I contemplated how funny the situation was; a female registrar breaking up clots in a mans bladder, while the man cheered her on in an almost orgasmic tone.

With clots and blood dumped in a bucket, it was probably one of the most disgusting things I had seen during medicine, and I’ve seen and done lots of disgusting things (Bloody PR exam anyone?).

Anyway, it’s something that’s going to stick with me for a very very long time. Good dinner conversation too

🙂

Is it Sexual Harassment?

It certainly has been several days since I have updated this blog, and part of the reason has been because my mum came to visit me, so I spent a lot of time with her, and spent less on my blog.
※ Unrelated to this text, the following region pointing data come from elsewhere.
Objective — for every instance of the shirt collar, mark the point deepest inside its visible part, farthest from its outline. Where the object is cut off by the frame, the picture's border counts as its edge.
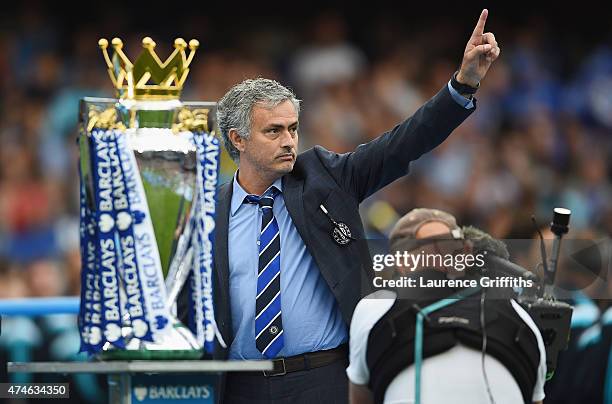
(238, 193)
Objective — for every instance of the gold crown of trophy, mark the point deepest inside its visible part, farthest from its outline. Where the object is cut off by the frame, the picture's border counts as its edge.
(148, 165)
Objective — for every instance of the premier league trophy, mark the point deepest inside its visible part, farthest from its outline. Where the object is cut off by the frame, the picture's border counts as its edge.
(148, 175)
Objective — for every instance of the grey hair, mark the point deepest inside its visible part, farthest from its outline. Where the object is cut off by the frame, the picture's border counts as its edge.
(235, 108)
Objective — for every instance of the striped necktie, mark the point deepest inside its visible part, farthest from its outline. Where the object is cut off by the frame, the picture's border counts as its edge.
(269, 337)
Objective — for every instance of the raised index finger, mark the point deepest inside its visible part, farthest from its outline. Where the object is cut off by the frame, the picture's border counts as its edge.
(479, 30)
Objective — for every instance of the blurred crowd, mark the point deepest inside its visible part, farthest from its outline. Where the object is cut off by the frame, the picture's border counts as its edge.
(540, 137)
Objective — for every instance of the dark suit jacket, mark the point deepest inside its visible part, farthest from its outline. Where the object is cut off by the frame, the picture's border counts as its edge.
(340, 182)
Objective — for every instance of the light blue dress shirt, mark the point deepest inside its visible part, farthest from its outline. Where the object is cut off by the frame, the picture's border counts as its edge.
(312, 320)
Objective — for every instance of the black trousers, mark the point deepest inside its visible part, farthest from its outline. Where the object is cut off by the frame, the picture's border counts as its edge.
(324, 385)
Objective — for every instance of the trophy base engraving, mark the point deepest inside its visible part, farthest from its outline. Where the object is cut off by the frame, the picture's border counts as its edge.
(177, 344)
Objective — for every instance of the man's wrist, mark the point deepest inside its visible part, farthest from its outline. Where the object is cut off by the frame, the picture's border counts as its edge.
(464, 86)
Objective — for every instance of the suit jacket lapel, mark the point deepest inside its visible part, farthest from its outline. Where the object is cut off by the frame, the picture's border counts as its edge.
(293, 192)
(222, 259)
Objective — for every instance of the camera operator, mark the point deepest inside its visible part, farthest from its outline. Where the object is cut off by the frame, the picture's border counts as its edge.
(455, 367)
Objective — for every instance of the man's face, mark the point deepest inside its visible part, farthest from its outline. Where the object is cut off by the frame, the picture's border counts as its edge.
(271, 149)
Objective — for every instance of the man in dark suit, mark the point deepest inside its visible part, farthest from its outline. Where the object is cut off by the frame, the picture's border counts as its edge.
(291, 261)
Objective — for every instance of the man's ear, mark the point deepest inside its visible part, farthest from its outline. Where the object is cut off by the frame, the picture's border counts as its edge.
(237, 140)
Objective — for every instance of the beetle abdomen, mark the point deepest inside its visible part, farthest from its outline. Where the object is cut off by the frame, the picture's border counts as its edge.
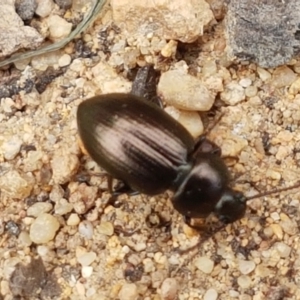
(134, 140)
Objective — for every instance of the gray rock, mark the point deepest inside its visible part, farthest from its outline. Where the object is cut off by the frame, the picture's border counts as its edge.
(265, 32)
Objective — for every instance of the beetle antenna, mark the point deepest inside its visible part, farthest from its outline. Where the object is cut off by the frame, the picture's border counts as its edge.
(275, 191)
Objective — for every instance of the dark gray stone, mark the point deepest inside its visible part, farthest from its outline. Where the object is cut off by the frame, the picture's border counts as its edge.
(266, 32)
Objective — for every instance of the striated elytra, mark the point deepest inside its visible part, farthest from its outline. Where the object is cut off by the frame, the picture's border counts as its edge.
(137, 142)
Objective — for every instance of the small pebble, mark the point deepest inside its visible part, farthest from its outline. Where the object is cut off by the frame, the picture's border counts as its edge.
(169, 49)
(15, 185)
(12, 147)
(184, 91)
(86, 271)
(209, 68)
(64, 60)
(283, 76)
(169, 289)
(86, 229)
(246, 267)
(251, 91)
(25, 8)
(283, 249)
(192, 122)
(43, 250)
(64, 166)
(263, 74)
(59, 28)
(73, 220)
(44, 8)
(38, 208)
(244, 281)
(65, 4)
(87, 258)
(233, 93)
(245, 82)
(210, 294)
(43, 228)
(204, 264)
(289, 226)
(63, 207)
(275, 216)
(128, 291)
(24, 239)
(106, 228)
(277, 230)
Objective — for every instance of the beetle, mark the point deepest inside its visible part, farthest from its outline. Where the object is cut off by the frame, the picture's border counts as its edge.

Anyway, a few days ago, I think I might have been sexually assaulted. Ok, maybe that’s an overstatement, but the patient’s actions were certainly inappropriate, and if I were a female and it happened, I could probably claim sexual harrassment. 

So, I was looking after this friendly Italian man. He seemed quite nice, talked about watching Swan Lake, and commented on how I had the gait and grace of a ballet dancer.This should have alerted me at the beginning about something, but when you’re too busy focussed on the patient’s presenting complaints and illnesses, your mind focuses on the illness and the problems.

After chatting to one of the senior doctors about the presentation, the senior doctor saw the patient with me, and explained that everything was alright, that the patient likely had early stages of osteoarthritis of the knee. He was ok to go home. After explaining that, the patient thanked the senior doctor, and then thanked me, slapping me on the butt! Granted, he was lying down on bed, and I was standing beside him. I completely didn’t see that coming.

At such a point, I didn’t know how to react, but I just shrugged it off in a way. But it was a little disturbing to know I got sexually harassed. I’m a guy however so…… am I supposed to just shrug it off and just pretend that nothing happened? It hasn’t distressed me or anything, but I’m just curious as to what would have been an appropriate response to such an action? I mean, do I tell the man it’s inappropriate, or do I ignore it?

Because in society, it’s perceived that a guy doesn’t and can’t get sexually harassed right, because that just doesn’t happen to guys right?